1: In Boyd’s reading on “white flight” on the internet, I wonder if the phenomenon she documented has occurred in other countries as it seems to have in the United States. I’ve seen a lot of news and press about how social networking sites like Facebook expanding into international markets. How will their social norms and ethnic divisions translate into digital spaces in their own internet usage and social networking as these media become more prominent?

2: Speaking from experience and some research, it is a common complaint that Facebook is becoming “too much like MySpace”, and I find a lot of truth to that in both function and aesthetics. What does this say about Boyd’s assertion that there is a certain “look” different ethnic groups like.
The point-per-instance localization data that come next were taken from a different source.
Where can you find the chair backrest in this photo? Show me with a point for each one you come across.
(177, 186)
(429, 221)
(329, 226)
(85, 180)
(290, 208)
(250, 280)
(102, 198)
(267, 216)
Is Facebook marketing to those groups? Was the change to Facebook, as she noted was possible, more about social groups than function? Are we not seeing the same flight simply because Facebook has no other major competitors than MySpace?

3: Given that Boyd had labeled the movement from websites as “white flight”, are there social and economic consequences to this digital movement that mirror or are similar to that of the white flight in America’s urban centers in the 20th century? Maybe it’s too soon to reasonable gauge the impact of what may be an ongoing phenomenon, but with the Facebook IPO debacle it has been shown that the digital world can have very significant repercussions in the physical world, and I think it’s a question worth asking.

White Flight: In its strict sense, the exodus of whites from America’s urban centers. As used in the article, it seems to be used as a way to describe the self-segregation of youth on the internet, both in cases of white and non-white social organization and how the phenomenon of this self-segregation has imprinted itself on the internet.